Imagine running a charity program that accepts money for noble causes. Suddenly, a criminal or malicious actor shows up and decides he’s going to give some money he stole to you. You’d like to say yes because any amount helps what you’re working towards, but the fact is that this is stolen money, and your conscience could never be okay with taking it. In addition, you’re likely to get locked up in some legal issues down the line. What would you do? Unfortunately, for two charities, this is the decision they’re facing right about now.
Stolen Money Cannot Be Charity Money
Darkside, a cybercrime ring, has donated roughly 0.88 stolen bitcoin – worth approximately $10,000 at the time of writing – to two separate online charities: Children International and the Water Project. As it stands, the law is rather clear on issues like this. If a charity program does not know who the money came from, where it was sourced or how to return it if need be, then the program must say no and turn the funds down.

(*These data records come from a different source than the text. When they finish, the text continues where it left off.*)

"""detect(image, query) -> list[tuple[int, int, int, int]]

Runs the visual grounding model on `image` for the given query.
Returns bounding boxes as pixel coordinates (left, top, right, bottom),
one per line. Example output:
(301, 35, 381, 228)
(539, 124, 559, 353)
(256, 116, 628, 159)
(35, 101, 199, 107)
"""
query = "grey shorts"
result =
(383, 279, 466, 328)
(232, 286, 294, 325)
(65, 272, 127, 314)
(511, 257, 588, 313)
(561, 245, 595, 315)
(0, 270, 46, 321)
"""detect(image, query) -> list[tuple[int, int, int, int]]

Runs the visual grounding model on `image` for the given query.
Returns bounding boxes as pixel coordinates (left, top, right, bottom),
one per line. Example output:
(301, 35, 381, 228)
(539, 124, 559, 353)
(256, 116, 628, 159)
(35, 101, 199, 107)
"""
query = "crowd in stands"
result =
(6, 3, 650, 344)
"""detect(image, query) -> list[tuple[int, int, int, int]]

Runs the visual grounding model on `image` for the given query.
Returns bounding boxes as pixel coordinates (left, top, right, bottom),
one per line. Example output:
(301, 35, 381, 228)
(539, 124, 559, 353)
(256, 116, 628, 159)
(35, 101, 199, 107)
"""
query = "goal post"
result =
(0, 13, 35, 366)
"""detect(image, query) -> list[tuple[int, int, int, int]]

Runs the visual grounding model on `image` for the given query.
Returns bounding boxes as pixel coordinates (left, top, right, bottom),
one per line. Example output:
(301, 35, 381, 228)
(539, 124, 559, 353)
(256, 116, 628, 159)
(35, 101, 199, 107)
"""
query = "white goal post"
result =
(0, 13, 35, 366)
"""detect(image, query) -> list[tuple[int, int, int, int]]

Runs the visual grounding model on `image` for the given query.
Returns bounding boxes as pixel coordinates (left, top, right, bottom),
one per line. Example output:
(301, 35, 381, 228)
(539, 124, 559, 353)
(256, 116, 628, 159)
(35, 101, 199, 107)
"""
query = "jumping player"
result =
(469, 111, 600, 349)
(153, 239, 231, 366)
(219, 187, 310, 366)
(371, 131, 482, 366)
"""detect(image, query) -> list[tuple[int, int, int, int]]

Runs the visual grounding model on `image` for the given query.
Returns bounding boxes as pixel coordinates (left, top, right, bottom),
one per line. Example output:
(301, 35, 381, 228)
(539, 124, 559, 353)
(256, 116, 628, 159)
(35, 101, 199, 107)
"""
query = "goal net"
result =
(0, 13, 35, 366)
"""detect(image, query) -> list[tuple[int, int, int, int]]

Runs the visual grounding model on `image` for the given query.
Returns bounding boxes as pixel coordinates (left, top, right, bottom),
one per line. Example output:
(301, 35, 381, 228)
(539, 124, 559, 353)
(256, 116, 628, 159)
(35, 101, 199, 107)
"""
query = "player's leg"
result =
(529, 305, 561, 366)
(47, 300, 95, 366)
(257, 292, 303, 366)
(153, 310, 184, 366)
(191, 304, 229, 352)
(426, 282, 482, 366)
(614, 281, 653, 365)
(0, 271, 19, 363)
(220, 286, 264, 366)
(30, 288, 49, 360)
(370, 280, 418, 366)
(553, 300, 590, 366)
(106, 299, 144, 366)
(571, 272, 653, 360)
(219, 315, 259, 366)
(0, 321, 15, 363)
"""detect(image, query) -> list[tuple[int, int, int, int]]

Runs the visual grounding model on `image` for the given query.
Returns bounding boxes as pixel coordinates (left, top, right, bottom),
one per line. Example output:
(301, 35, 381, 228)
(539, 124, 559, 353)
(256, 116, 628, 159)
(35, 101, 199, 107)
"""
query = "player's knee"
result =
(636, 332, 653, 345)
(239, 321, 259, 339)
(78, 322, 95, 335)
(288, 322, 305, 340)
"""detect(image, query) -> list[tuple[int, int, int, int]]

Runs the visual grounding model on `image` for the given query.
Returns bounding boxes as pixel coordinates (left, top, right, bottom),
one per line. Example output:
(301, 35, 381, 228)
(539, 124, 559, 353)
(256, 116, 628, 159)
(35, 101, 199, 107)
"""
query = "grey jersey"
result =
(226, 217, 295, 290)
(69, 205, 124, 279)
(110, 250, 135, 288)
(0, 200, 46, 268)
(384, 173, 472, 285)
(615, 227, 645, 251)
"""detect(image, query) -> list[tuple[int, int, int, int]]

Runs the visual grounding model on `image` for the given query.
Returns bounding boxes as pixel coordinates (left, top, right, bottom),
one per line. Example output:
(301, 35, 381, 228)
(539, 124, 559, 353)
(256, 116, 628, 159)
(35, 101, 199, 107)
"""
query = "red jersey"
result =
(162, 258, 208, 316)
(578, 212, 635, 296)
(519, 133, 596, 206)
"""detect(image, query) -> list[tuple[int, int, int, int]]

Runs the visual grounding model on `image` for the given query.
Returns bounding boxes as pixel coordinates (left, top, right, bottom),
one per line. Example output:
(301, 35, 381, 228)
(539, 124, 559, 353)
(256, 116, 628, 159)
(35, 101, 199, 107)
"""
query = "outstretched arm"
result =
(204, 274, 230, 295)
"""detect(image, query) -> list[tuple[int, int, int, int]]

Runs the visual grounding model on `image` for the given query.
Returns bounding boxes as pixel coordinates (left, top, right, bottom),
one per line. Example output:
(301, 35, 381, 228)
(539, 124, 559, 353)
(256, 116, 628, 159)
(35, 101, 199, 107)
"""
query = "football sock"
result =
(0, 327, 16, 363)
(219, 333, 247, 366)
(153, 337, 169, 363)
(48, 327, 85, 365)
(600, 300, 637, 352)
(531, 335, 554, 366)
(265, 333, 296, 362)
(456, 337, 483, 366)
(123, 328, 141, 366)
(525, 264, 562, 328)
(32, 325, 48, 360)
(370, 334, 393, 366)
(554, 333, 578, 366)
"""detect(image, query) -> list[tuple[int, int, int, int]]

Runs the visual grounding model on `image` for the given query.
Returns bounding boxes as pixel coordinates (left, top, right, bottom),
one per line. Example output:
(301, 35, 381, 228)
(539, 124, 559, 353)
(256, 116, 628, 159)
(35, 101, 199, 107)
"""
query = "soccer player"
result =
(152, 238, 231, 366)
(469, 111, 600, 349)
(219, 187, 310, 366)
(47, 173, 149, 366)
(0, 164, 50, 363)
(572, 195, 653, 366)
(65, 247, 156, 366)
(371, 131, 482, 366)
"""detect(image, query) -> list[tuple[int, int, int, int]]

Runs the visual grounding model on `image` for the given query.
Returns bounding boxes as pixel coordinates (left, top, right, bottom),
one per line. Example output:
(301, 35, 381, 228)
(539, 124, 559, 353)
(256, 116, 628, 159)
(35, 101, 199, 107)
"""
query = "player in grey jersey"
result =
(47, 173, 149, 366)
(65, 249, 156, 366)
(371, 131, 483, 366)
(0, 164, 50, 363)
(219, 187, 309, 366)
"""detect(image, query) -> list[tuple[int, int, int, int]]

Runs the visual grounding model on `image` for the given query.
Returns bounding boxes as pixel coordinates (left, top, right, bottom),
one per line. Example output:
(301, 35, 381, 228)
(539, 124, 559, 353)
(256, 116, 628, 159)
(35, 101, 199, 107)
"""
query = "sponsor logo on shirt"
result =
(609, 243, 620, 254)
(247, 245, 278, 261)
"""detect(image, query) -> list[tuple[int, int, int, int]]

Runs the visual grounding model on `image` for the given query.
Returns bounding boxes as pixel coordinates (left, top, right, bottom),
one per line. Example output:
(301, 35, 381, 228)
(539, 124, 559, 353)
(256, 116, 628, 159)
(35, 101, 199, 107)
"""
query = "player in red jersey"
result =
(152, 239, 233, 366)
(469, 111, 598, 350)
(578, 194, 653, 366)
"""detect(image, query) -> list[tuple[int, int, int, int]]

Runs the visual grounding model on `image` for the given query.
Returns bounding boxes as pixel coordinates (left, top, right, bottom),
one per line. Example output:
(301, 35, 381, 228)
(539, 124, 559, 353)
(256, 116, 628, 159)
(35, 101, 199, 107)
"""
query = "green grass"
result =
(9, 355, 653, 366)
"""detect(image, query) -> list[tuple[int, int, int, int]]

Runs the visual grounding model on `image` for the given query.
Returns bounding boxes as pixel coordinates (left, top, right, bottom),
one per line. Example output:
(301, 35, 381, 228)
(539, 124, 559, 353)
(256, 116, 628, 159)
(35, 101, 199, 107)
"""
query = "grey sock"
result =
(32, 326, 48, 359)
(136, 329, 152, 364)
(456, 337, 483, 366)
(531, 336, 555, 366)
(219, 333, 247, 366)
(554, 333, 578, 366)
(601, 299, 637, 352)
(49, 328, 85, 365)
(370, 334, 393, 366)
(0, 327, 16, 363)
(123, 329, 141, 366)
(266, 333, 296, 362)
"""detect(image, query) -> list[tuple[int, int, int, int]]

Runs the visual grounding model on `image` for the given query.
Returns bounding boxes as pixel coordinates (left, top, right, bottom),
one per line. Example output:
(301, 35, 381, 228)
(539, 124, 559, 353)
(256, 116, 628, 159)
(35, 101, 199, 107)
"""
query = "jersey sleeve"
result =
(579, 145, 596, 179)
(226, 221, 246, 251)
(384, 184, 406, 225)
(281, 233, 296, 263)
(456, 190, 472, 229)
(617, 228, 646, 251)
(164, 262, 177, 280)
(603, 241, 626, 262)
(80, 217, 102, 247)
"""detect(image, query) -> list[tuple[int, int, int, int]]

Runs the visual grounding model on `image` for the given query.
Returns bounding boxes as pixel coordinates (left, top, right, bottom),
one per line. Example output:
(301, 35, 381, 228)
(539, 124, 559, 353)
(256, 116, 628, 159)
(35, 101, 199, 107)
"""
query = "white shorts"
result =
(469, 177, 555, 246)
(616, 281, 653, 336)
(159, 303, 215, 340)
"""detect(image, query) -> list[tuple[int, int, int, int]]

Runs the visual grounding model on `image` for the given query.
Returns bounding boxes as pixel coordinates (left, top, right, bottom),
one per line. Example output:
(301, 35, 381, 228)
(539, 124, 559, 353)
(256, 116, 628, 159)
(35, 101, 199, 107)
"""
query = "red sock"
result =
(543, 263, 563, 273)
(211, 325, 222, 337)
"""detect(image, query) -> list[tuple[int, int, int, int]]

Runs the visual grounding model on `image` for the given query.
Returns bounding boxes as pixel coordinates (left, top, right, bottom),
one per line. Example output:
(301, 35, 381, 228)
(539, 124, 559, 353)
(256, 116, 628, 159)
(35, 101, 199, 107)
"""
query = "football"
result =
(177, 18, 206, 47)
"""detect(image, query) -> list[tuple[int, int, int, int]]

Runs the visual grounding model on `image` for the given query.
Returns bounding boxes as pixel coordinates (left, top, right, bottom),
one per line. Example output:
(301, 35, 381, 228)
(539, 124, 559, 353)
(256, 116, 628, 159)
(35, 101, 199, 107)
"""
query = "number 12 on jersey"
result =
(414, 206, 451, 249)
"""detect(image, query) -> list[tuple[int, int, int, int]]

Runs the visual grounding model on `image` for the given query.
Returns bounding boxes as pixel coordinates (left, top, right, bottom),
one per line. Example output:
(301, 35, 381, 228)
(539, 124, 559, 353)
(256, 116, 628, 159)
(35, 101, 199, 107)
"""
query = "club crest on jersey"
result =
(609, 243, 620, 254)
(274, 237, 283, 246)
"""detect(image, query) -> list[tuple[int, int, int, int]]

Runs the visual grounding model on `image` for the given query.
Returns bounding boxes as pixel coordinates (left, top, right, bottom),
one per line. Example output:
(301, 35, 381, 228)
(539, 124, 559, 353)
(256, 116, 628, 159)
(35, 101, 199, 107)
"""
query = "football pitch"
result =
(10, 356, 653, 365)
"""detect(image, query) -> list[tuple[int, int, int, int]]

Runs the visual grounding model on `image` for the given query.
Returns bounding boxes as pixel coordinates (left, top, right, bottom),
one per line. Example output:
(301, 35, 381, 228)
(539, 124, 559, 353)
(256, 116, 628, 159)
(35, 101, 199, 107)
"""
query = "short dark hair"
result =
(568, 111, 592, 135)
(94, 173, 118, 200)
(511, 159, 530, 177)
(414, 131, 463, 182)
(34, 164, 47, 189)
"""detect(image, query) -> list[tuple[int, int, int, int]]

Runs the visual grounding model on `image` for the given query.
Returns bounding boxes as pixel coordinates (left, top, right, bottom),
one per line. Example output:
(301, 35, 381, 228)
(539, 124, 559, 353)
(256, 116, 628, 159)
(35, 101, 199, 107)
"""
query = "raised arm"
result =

Brian Higgins – a security specialist at Comparitech.com – claims that the crime organization was looking to just get attention, and that it wasn’t keen on trying to make a difference in the world. He states:
Firstly, $10,000 is a paltry sum in comparison to the vast amounts of money they’ve extorted from their victims over the years, so it’s hardly a grand philanthropic gesture and, secondly, no credible charity is ever going to accept donations which are demonstrably the proceeds of crime. There’s a small possibility this is some kind of test to see if they could launder their criminal proceeds somehow, but it’s more probable that Darkside clearly has too much time on its hands and too much stolen money knocking about in their bitcoin wallets. If they were really serious about ‘making the world a better place’ they’d all sell their laptops and stay off the internet.
Despite these words, Darkside has released a press release that appears to compare the organization to a modern-day Robin Hood and his merry men, with representatives saying that they are potentially looking to make some sort of small difference. The press release explains:
No matter how bad you think our work is, we are pleased to know that we helped change someone’s life.
The Law Makes Things Clear
The charities also received the money before Darkside ever let the world know of its involvement. The Institute of Fundraisers explains:
Donations to charities should only be rejected in exceptional circumstances, when it would be unlawful to accept it (e.g. the organization knows that the gift comprises the proceeds of crime) or accepting the donation would be detrimental to the achievement of the purposes of the organization, as set out in its constitution.